With thousands of stocks to choose from, investing can seem daunting. How do you pick the winners from the losers? True, you can simply buy an index fund and bet that business in general will improve, but in doing this you wind up buying the losers along with the winners. So while it may be difficult, it is worth taking the time to sort out the winners to add to your portfolio.
The following three tips should make this easier. If an investment satisfies these conditions, I believe that it will have a much higher likelihood of generating superior long-term returns. Keep in mind that this isn’t a guarantee — there is nothing certain in investing and the best we can do is put the odds in our favor.
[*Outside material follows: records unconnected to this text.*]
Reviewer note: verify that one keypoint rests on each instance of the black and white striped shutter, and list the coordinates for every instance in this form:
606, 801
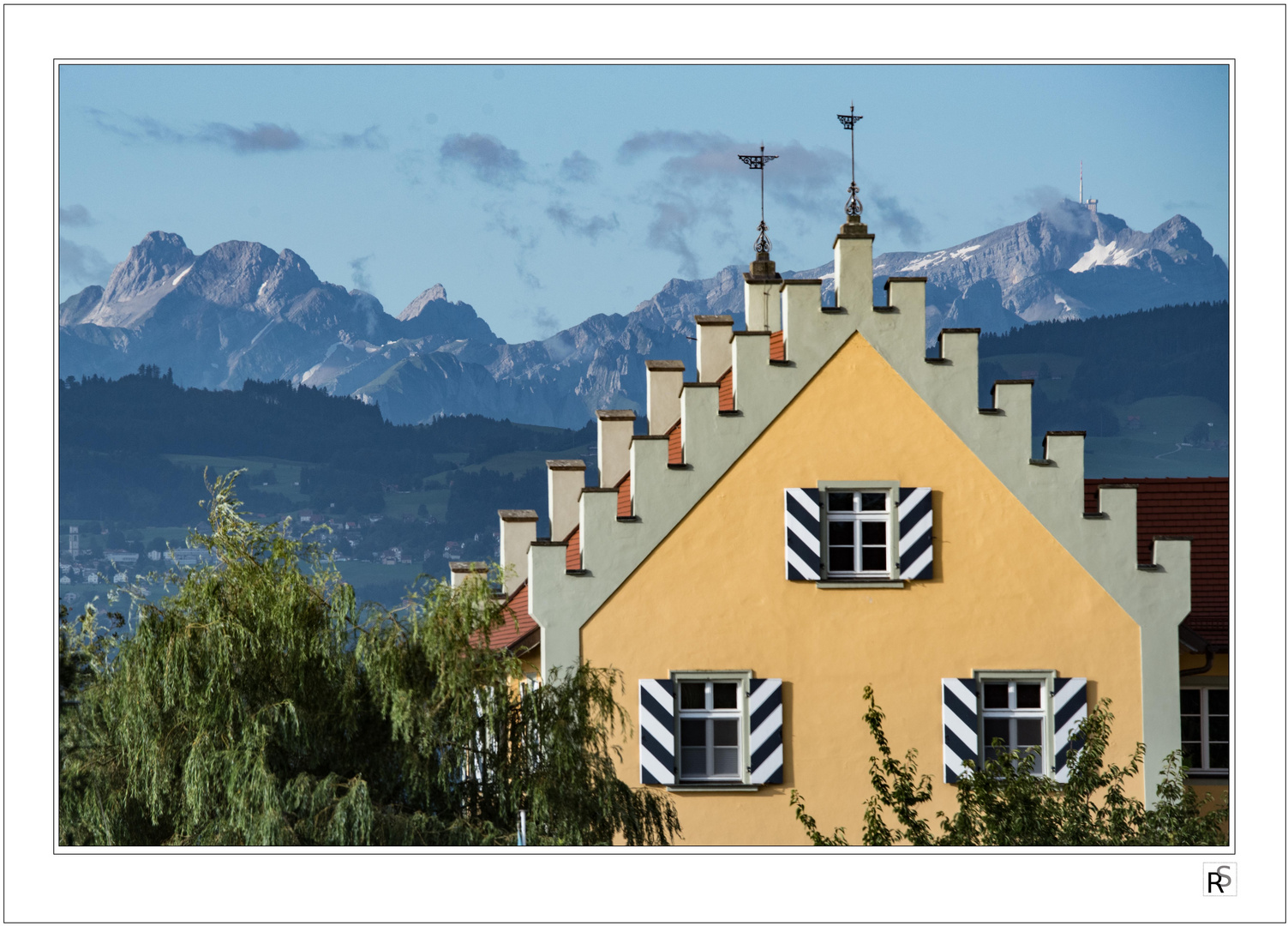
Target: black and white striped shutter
1070, 708
657, 731
767, 731
961, 726
916, 520
801, 533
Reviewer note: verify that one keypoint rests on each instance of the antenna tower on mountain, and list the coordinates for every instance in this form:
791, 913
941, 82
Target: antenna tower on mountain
758, 163
853, 207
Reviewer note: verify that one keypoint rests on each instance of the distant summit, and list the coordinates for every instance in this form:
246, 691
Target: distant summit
243, 310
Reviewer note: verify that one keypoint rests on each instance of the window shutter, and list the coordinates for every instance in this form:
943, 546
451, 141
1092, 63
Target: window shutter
961, 726
657, 731
801, 533
1070, 708
916, 553
767, 731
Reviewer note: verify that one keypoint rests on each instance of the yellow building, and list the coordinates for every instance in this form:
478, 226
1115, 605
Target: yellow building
821, 508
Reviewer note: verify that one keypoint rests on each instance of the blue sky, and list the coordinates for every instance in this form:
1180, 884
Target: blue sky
545, 194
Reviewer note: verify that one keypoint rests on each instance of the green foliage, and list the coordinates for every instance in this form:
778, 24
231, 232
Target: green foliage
1008, 805
261, 705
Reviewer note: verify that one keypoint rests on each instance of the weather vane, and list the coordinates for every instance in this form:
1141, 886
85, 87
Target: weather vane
853, 207
758, 163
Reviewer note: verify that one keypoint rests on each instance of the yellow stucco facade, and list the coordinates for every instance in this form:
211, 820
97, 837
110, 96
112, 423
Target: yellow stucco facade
1005, 595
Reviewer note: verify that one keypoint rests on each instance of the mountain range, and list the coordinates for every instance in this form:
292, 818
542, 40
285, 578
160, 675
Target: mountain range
243, 310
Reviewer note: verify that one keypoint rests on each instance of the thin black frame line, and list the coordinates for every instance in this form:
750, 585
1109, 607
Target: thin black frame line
798, 851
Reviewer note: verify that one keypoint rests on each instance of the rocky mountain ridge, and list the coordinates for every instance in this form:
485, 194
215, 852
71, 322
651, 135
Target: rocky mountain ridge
243, 310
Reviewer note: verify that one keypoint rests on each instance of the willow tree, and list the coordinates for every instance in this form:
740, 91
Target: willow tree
261, 703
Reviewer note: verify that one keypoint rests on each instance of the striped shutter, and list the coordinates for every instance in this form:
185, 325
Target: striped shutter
916, 554
801, 533
961, 726
657, 731
767, 731
1070, 710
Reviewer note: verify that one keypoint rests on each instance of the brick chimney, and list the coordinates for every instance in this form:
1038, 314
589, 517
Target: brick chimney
518, 530
566, 479
616, 429
715, 346
665, 380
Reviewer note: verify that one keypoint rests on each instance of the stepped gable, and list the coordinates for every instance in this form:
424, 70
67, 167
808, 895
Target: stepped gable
790, 336
1195, 508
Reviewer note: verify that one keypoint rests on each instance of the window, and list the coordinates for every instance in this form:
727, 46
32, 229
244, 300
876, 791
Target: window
711, 715
1015, 713
1206, 729
858, 533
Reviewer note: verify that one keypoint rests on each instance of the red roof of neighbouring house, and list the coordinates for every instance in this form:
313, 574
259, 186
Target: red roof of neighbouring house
1190, 508
518, 622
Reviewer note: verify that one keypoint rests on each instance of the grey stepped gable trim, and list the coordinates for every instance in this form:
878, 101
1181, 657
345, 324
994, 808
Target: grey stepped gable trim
662, 495
1157, 598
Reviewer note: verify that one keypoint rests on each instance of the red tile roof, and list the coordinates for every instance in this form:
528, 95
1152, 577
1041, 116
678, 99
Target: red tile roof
1188, 508
624, 496
518, 622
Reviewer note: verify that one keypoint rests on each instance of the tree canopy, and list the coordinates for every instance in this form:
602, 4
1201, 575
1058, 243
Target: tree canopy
261, 705
1005, 804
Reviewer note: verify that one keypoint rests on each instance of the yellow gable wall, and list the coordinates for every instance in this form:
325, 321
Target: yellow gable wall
714, 597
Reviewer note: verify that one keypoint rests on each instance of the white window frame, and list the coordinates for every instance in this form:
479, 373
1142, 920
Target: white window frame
740, 713
1205, 733
1046, 713
890, 490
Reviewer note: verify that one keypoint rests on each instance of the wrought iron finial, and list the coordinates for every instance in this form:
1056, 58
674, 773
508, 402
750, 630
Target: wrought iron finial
853, 207
758, 163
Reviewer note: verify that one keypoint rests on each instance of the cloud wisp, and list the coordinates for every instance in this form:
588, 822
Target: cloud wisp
486, 158
74, 217
578, 169
570, 223
256, 139
699, 176
80, 266
361, 279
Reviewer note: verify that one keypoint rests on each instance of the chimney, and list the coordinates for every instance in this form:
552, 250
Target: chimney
566, 479
715, 346
461, 572
518, 530
665, 380
616, 429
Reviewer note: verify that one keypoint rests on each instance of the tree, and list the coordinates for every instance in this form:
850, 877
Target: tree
261, 705
1008, 805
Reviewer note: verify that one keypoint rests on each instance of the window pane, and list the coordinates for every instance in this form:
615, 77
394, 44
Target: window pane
840, 502
724, 695
693, 731
1028, 731
995, 695
727, 760
997, 728
725, 731
1219, 756
1028, 694
693, 761
693, 695
1192, 755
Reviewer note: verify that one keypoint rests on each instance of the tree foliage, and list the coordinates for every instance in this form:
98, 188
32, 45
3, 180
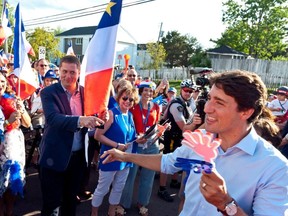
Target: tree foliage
157, 54
42, 37
179, 48
256, 27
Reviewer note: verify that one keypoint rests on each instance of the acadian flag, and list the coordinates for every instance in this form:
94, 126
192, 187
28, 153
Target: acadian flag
4, 58
70, 50
22, 68
98, 62
5, 29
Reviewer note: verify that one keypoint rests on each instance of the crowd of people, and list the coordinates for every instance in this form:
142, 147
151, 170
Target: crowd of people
141, 132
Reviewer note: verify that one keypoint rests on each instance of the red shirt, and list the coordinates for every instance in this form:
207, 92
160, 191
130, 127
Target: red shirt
140, 116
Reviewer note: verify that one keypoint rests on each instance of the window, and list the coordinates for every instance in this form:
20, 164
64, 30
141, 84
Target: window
79, 41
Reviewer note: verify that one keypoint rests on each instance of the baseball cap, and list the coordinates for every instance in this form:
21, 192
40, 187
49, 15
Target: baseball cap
172, 89
50, 74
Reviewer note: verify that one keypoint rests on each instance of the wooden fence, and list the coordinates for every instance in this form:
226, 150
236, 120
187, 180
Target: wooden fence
273, 73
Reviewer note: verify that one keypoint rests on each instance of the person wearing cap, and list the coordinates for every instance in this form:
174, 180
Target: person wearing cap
42, 68
56, 71
249, 176
171, 94
145, 115
132, 76
178, 113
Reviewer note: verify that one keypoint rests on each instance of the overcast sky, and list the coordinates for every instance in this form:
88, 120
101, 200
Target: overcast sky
198, 18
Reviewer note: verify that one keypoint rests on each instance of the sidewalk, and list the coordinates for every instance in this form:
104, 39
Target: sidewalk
30, 205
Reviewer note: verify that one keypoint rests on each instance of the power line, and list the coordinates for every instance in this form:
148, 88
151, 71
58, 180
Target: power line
77, 13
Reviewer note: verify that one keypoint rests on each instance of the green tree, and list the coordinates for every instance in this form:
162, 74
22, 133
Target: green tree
256, 27
200, 59
157, 54
45, 38
179, 48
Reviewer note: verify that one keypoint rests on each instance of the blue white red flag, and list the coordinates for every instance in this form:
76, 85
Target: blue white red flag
5, 30
70, 50
22, 68
98, 62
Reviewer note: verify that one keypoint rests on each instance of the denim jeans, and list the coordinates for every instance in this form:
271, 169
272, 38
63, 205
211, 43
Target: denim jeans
146, 180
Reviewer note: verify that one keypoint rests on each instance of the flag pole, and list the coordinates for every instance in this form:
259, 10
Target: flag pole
20, 48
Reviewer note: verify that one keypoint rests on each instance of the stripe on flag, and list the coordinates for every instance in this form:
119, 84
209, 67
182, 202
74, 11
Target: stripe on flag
98, 61
22, 68
70, 50
6, 30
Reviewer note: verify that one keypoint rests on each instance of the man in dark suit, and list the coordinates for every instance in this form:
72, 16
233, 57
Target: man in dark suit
62, 155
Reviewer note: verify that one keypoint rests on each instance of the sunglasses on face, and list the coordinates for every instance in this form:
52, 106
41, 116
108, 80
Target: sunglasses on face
131, 75
188, 90
126, 98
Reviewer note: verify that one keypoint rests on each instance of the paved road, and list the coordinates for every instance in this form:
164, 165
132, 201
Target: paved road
30, 205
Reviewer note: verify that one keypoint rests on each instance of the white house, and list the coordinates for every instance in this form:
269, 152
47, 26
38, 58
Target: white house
80, 37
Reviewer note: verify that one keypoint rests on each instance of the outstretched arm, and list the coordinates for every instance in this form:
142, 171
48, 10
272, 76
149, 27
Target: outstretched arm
152, 161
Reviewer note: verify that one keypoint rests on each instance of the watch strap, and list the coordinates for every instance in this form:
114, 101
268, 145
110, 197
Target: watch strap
224, 212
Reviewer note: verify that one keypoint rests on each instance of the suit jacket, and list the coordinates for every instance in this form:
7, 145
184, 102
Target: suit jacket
60, 125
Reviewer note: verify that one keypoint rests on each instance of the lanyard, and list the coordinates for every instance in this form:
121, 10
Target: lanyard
144, 119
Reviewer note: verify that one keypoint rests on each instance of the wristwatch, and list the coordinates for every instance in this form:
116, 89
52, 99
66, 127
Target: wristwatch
230, 208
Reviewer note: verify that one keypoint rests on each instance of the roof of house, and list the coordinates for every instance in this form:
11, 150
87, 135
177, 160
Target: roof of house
141, 46
86, 30
225, 50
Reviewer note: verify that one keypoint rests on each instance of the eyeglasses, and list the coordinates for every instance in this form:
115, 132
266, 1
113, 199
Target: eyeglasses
188, 90
125, 98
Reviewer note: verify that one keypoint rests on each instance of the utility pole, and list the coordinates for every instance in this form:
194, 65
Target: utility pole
160, 32
159, 36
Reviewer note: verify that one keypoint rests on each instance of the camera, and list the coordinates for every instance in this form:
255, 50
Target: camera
202, 81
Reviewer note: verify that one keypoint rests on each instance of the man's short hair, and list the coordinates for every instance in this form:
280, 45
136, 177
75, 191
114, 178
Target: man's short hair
70, 59
245, 87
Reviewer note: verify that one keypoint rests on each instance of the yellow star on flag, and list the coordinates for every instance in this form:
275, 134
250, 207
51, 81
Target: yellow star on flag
108, 9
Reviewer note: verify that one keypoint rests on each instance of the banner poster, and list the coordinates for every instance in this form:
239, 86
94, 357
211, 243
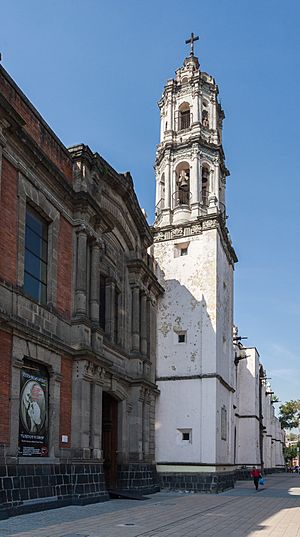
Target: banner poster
33, 416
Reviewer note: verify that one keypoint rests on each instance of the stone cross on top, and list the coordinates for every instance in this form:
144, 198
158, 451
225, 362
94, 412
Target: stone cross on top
191, 41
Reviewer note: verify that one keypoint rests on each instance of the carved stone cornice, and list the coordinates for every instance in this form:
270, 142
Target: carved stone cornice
197, 227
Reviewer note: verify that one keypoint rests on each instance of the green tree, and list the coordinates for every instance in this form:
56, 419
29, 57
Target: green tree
290, 453
289, 414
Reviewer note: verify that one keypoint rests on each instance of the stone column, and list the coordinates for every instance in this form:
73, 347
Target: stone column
96, 422
169, 113
194, 181
109, 308
136, 319
95, 282
213, 110
81, 409
196, 117
167, 185
136, 424
144, 324
146, 424
81, 261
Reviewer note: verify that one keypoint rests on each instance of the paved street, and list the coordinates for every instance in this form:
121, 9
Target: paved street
273, 511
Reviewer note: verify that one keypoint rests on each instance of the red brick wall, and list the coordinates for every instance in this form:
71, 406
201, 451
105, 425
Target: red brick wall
5, 380
66, 400
64, 268
8, 222
34, 126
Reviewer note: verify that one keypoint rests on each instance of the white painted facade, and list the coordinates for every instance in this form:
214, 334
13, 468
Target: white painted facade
259, 438
195, 361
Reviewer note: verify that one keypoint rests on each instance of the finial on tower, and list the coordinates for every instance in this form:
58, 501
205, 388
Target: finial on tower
191, 42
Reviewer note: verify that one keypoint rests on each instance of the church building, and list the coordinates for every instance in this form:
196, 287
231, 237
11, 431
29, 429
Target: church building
196, 408
78, 298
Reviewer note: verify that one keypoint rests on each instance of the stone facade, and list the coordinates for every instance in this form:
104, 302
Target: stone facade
259, 439
195, 258
225, 419
78, 361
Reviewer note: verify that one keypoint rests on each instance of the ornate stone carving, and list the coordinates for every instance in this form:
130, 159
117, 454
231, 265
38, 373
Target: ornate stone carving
196, 229
159, 236
177, 232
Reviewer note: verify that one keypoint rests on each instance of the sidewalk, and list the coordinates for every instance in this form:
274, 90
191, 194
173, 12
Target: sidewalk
273, 511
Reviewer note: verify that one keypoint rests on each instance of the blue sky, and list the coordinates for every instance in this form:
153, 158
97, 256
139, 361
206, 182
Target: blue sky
95, 71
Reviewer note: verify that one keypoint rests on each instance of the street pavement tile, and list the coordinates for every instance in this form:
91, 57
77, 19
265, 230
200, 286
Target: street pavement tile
274, 511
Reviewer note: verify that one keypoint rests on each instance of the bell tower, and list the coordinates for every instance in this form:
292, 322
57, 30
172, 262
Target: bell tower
190, 168
196, 260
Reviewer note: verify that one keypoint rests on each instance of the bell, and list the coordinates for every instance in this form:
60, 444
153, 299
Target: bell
183, 179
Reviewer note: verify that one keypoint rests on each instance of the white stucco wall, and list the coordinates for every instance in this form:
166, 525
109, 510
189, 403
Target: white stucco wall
191, 304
But if you know how to do so, you will almost certainly be a successful investor.
1. Look for companies with wide economic moats
An economic moat is an attribute that a company has that makes it very difficult for other companies to compete with it. For instance, a company can own a patent (e.g. a drug company), a well-known brand [e.g. Coca Cola (NYSE:KO)], or it may simply own a business that requires a lot of infrastructure and land that is virtually impossible to replicate (e.g. rail-transport companies.) Companies with wide economic moats are virtually impervious to competition, and as a result, managements have one less thing to worry about when it works toward generating shareholder value.
Investors should keep in mind that not all economic moats are the same, and that some are wider than others. For instance, brand loyalty can be fickle, and so except in a few cases, brand moats are not as wide as, for instance, land and infrastructure moats. As an investor, you should analyze a company’s moat and as yourself what it would realistically take to compete with it. If you can easily come up with an answer that doesn’t require much capital and which falls within the realm of probability, then that company probably doesn’t have a wide moat.